The second study uses a database of daily tweets been advisors and their clients constructed by the social media aggregator Arkovi. These tweets represent real time advisor/client contact and illustrate the potential of social media in helping manage client market anxiety. We identify conversations that include the mention of an S&P 500 corporation. When the price of an S&P stock increases, so does the frequency of advisor/client tweets. Tweet frequency also increases when prices fall. When prices fall below 3% in a day, however, tweet frequency spikes as investors look for advice. Investor anxiety appears to increase significantly when prices fall enough to force them to pay attention. This is the time when anxious clients want feedback from their advisor. Immediate communication gives the advisor an opportunity to calm an investor down when he or she is most likely to make an investment mistake.

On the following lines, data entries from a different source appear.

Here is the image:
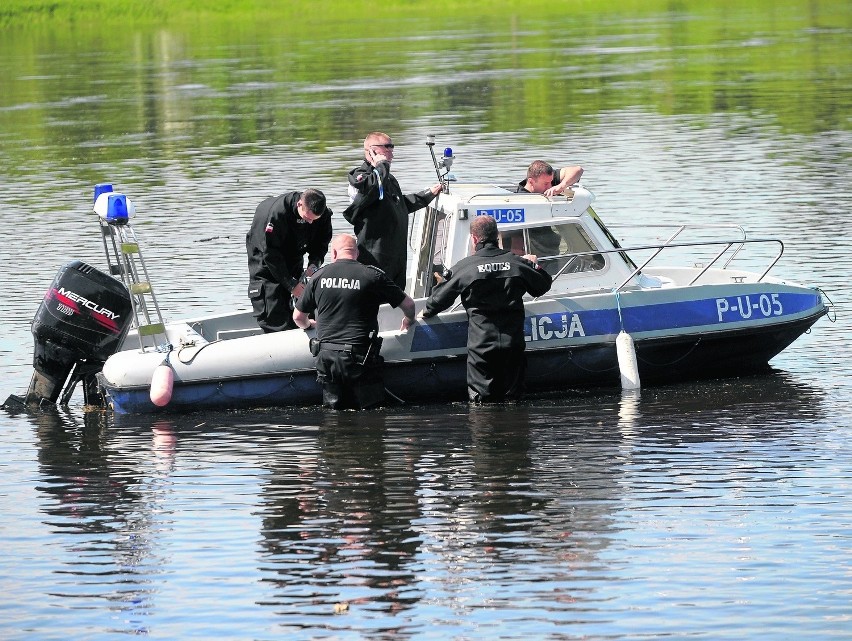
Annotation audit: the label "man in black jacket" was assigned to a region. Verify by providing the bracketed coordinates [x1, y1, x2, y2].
[343, 131, 441, 289]
[420, 216, 552, 402]
[293, 234, 414, 409]
[246, 189, 332, 332]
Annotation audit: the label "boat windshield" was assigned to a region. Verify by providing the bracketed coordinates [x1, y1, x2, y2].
[500, 223, 606, 276]
[408, 207, 448, 298]
[588, 207, 638, 269]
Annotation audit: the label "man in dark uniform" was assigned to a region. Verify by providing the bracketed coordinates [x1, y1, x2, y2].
[516, 160, 583, 196]
[246, 189, 331, 332]
[293, 234, 414, 409]
[343, 131, 441, 289]
[420, 216, 552, 402]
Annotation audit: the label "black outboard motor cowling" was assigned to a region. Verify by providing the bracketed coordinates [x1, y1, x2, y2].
[26, 260, 132, 404]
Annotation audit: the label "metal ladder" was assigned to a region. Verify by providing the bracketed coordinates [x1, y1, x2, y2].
[98, 218, 169, 352]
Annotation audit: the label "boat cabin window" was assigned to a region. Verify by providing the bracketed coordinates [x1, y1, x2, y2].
[410, 207, 449, 298]
[492, 223, 606, 275]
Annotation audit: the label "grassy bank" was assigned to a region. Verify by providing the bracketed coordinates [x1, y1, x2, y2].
[0, 0, 801, 29]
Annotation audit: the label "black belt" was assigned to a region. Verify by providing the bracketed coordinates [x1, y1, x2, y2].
[320, 341, 362, 352]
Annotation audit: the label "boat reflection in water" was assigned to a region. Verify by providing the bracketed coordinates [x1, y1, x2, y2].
[0, 373, 825, 631]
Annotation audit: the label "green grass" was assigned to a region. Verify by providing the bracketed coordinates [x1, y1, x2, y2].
[0, 0, 803, 29]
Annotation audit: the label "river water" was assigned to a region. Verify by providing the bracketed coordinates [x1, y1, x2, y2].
[0, 2, 852, 640]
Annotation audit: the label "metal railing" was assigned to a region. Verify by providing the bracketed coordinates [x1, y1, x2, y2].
[538, 235, 784, 291]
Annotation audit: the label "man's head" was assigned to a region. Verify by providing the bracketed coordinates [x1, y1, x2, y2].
[470, 216, 497, 245]
[526, 160, 553, 194]
[331, 234, 358, 261]
[364, 131, 394, 164]
[296, 189, 325, 223]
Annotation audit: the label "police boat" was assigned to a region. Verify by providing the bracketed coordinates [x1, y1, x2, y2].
[10, 142, 831, 413]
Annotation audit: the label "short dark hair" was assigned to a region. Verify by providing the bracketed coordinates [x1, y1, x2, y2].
[470, 215, 497, 243]
[302, 189, 325, 216]
[527, 160, 553, 178]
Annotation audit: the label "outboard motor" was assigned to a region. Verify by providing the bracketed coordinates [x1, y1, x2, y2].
[25, 260, 132, 405]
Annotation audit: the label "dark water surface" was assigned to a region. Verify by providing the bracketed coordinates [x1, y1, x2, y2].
[0, 3, 852, 640]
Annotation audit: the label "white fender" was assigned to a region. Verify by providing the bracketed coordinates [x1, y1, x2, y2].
[151, 361, 175, 407]
[615, 330, 639, 389]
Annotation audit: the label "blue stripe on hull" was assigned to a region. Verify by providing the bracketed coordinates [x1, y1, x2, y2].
[108, 306, 825, 413]
[411, 291, 824, 353]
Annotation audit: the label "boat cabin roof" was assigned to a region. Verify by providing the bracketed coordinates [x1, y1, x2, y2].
[408, 183, 635, 298]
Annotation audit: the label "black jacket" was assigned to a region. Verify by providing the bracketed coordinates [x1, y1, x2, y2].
[343, 160, 435, 288]
[246, 191, 332, 291]
[423, 243, 552, 349]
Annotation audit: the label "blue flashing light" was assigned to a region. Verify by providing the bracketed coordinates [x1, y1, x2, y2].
[106, 194, 129, 225]
[94, 183, 114, 202]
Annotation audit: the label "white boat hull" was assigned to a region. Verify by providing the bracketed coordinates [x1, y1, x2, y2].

Advisors and Client 'De-Biasing'

Reducing the impact of sentiment-driven trading mistakes may be a significant source of value provided by advisors. However, advisors compensated based on transactions have an incentive not to talk a client out of shifting assets among mutual funds. A study by Santosh Anagol of Wharton found that "de-biasing" a client—for example, explaining the need to resist the urge to shift equity investments into bond funds during a recession—is difficult for both buyer and seller. While an advisor who has an incentive to maximize long-run assets will argue against a sentiment trade, receiving additional compensation from each new asset sale removes the temptation to disagree with a client's misguided preferences.

Friesen and Sapp found that sentiment-driven underperformance on load funds was twice as large (1.92% per year) as the performance gap on no-load funds (0.96%). Incubated funds are also significantly more likely to be load funds. This is consistent with other studies that suggest that the mutual fund universe can be split between funds that are sold through the broker channel and funds that are bought through a direct channel. It is far easier to sell a privately incubated fund with significant recent excess performance, than it is to sell a fund with average performance. This is so even if neither fund is actually more likely to outperform in the future.

It would be tempting to conclude that bad investor timing is primarily the result of inexperienced investors making bad choices, but a recent study by Ilia Dichev of Emory University and Gwen Yu of Harvard found that dollar-weighted returns on hedge funds are between 3% and 7% lower than time weighted returns. This is more than twice the dumb money difference observed in mutual fund investments. Since hedge fund investors are primarily institutions and extremely wealthy individuals, apparently even the professionals can get caught up in the excitement of investing in hot funds. 

Whether novice or professional, it is easy for an investor to fall into the trap of chasing returns of attention-grabbing funds. The good news is that investors who avoid relying on their emotion are much more likely to succeed in the long run. And an investment advisor can help a client tune out the noise.